# Classifying Passive vs. Active Revenge in Related Subreddits using NLP

--- 
# Part 1: Web Scraping

--- 

## Contents
- [Initial Exploration of Using Pushshift on Chosen Subreddits](#Initial-Exploration-of-Using-Pushshift-on-Chosen-Subreddits)
- [Slight Modification of Gwen's Script](#Slight-Modification-of-Gwen's-Script)
- [Alternative Function I Reworked](#Alternative-Function-I-Reworked)

Using the Pushshift API, I was able to query and pull 550 days of submissions from 3 Reddit Subreddits. 

I was initially having trouble figuring out how to loop through and get the latest created_utc as the before parameter so I used Gwen's script modified slightly here in this notebook to at least get all my data collected. I then went back and worked with Devin and figured out how to get an alternative function working appropriately (did not repull all my data for time purposes). 

In [1]:
# Import libaries here

import pandas as pd
import requests
import datetime as dt
import time
import sys
import csv
from datetime import datetime
import tldextract

## Initial Exploration of Using Pushshift on Chosen Subreddits

In [2]:
# Subreddits I want to query

url_1 = 'https://api.pushshift.io/reddit/search/submission?subreddit=MaliciousCompliance'
url_2 = 'https://api.pushshift.io/reddit/search/submission?subreddit=ProRevenge'
url_3 = 'https://api.pushshift.io/reddit/search/submission?subreddit=pettyrevenge'

In [3]:
params1 = {'subreddit': 'MaliciousCompliance',
           'size':'100',
           'before': 1627207406}

params2 = {'subreddit': 'ProRevenge',
           'size':'100'}

In [4]:
res_1 = requests.get(url_1, params1)
res_1.status_code

200

In [5]:
res_2 = requests.get(url_2, params2)
res_2.status_code

200

In [6]:
res_3 = requests.get(url_3)
res_3.status_code

200

In [7]:
json_1 = res_1.json()
#json_1

In [8]:
json_2 = res_2.json()
#json_2

In [9]:
json_1['data'][-1]['created_utc']

1626858928

In [11]:
# Checking to see what features I want to keep and also the UTC timestamp to use - COMMENTING OUT FOR SPACE
#json_1['data'][:-1]

In [12]:
#json_2['data'][:-1] - COMMENTING OUT FOR SPACE

## Slight Modification of Gwen's Script

In [2]:
#REFERENCE: Gwen's script

subs = ['MaliciousCompliance', 'pettyrevenge', 'ProRevenge']

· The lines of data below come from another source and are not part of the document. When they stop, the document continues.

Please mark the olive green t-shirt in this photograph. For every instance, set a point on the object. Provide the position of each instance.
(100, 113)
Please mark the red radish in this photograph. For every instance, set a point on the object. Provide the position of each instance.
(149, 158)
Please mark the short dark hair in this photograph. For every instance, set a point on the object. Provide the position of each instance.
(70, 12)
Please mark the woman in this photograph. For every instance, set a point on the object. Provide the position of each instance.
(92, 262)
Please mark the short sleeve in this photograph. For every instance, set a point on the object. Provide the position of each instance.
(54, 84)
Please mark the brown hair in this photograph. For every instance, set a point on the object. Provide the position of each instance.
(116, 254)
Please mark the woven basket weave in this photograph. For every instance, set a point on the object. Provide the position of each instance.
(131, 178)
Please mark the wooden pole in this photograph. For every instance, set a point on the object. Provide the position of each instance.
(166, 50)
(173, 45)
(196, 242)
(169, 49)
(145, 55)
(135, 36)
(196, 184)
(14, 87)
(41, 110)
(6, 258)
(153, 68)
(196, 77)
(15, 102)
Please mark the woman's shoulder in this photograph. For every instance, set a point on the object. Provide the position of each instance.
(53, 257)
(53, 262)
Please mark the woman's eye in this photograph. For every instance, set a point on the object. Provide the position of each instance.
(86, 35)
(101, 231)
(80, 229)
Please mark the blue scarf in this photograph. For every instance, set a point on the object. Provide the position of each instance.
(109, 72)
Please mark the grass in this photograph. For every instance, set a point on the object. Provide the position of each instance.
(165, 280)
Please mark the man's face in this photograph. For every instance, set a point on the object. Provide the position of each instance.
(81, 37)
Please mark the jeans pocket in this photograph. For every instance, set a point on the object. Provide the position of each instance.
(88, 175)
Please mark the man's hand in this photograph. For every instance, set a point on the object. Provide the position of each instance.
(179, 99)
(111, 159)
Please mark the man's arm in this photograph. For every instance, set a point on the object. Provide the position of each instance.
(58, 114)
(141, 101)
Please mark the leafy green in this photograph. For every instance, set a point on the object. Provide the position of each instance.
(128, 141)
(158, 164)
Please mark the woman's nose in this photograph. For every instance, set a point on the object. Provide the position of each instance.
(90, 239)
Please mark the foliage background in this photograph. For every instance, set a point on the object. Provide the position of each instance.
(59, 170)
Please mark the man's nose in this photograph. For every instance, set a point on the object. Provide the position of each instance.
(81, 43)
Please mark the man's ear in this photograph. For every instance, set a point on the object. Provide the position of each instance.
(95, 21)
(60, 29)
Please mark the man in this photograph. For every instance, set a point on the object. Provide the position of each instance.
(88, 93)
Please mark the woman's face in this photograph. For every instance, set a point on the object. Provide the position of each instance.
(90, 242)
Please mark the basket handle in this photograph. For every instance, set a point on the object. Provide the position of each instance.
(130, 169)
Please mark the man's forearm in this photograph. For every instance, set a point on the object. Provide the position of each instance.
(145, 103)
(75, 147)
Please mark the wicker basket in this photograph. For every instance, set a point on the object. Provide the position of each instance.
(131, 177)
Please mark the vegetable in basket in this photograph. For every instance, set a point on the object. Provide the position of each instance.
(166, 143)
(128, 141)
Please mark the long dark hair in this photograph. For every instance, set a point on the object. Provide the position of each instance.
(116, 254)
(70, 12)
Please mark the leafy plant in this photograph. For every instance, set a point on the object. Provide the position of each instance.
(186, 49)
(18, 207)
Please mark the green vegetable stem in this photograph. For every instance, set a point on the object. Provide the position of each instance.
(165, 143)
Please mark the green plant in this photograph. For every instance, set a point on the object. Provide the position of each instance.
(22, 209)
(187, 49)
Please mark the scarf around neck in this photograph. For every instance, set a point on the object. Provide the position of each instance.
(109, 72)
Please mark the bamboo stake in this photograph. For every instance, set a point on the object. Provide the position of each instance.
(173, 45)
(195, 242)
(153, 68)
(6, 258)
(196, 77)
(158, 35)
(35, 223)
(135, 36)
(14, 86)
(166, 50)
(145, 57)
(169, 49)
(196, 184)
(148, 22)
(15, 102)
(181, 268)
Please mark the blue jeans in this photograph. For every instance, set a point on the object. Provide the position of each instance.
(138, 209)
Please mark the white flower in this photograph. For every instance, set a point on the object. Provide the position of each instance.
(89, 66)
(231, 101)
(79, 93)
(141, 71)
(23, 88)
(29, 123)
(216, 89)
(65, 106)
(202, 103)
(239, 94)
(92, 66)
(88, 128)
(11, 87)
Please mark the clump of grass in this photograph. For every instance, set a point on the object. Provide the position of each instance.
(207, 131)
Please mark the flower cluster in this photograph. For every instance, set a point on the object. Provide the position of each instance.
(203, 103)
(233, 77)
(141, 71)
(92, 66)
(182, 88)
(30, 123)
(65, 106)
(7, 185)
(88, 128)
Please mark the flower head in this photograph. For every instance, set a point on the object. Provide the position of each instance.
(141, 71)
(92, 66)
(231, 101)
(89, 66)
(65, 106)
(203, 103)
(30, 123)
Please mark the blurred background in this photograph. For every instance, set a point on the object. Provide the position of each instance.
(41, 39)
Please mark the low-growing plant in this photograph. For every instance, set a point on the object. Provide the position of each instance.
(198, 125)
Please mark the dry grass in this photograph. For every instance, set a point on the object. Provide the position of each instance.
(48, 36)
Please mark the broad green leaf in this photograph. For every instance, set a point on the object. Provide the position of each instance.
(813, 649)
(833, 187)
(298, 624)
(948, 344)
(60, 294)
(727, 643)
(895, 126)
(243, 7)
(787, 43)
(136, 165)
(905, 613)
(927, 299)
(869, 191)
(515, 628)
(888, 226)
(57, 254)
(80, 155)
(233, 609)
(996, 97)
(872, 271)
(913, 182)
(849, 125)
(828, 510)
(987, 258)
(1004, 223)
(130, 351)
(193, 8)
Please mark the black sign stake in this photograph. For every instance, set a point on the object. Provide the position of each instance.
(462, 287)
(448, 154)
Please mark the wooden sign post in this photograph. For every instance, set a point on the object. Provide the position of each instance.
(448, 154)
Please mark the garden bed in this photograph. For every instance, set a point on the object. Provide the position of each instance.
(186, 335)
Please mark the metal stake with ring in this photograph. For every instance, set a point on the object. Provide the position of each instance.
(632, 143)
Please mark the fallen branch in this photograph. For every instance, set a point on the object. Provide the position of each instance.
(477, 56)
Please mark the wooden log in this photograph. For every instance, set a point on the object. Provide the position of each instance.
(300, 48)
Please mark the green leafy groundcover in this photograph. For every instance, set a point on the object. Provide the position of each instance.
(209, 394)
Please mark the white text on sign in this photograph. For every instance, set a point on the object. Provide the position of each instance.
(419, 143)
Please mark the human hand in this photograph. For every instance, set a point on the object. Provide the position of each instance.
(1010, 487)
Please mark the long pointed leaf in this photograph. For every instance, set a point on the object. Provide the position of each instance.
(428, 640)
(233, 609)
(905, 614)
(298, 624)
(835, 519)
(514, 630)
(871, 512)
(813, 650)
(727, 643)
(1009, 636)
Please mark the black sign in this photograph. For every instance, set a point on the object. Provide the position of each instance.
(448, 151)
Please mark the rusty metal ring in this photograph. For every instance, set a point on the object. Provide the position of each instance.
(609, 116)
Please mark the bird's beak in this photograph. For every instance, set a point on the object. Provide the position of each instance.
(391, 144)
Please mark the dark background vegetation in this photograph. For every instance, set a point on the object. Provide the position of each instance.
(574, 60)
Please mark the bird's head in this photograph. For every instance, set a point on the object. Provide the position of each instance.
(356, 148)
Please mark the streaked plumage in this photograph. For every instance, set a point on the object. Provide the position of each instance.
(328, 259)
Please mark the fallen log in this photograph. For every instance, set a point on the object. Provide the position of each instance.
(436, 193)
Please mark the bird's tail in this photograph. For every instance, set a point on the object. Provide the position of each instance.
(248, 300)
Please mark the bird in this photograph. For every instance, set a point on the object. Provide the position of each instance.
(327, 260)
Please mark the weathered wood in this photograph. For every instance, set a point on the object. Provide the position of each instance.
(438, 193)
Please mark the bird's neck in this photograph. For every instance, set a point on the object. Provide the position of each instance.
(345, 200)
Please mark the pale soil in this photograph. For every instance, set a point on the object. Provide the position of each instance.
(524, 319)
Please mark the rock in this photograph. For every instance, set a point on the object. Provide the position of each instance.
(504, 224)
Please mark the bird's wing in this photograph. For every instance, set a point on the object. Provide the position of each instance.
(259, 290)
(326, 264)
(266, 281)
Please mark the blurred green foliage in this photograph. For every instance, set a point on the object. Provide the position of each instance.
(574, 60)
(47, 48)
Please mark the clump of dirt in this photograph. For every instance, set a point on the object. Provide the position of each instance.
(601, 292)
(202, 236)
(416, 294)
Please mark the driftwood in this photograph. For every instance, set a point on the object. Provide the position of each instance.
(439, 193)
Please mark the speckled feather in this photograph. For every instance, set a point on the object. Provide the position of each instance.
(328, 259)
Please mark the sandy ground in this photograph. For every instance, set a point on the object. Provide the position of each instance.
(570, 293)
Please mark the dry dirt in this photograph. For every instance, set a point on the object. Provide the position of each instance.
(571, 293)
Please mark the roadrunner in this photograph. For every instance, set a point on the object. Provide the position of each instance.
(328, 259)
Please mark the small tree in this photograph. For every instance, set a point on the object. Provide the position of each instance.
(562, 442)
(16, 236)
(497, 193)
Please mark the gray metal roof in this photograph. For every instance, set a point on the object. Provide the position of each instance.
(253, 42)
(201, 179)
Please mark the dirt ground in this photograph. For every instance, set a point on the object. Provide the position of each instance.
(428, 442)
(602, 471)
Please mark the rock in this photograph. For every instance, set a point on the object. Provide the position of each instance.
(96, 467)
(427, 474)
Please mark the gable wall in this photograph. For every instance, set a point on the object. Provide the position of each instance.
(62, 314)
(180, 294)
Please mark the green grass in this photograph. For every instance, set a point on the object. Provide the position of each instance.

# Set number of days of data to gather
try:
    days = int(sys.argv[1])
except:
    days = int(input('Please enter the number of days: '))
    
base_url =  'https://api.pushshift.io/reddit/'

# Function to make an individual Pushshift API request
# Returns dictionary of the .json API response
def request_posts(subreddit, days_ago, base_url=base_url, 
                  endpoint='search/submission/', is_video='is_video=false'):
    try:    
        response = requests.get(f'{base_url}{endpoint}?subreddit={subreddit}&{is_video}&before={days_ago}d&after={days_ago+1}d&size=100')
        assert response.status_code == 200
    except:
        pass
    
    return response

# Function to make n requests of 100 posts from n days
# Returns dataframe of API responses from a subreddit
def make_requests(subreddit, days_of_data):
    all_results = []
    
    for i in range(1, days_of_data):
        try:
            entry = request_posts(subreddit,i)
            all_results.append(pd.DataFrame(entry.json()['data']))
        except:
            pass
        if i % 100 == 0:
            print(f'{i} of {days_of_data} requests completed')
        time.sleep(1.5)
        
    return pd.concat(all_results)

# Function to make n requests of 100 posts from n days over m subreddits
# Returns dataframe of API responses from all subreddits
def request_all_subs(list_of_subreddits, days_of_data):
    all_results = []
    for sub in list_of_subreddits:
        print(f'Querying {sub}...')
        sub_df = make_requests(sub,days_of_data)
        all_results.append(sub_df)
    return pd.concat(all_results)

# Executes all requests for n days of data across the subreddits list and writes results to a .csv
def main(days=days):
    df = request_all_subs(subs,days)
    df.to_csv('../data/subreddit_data.csv', index=False)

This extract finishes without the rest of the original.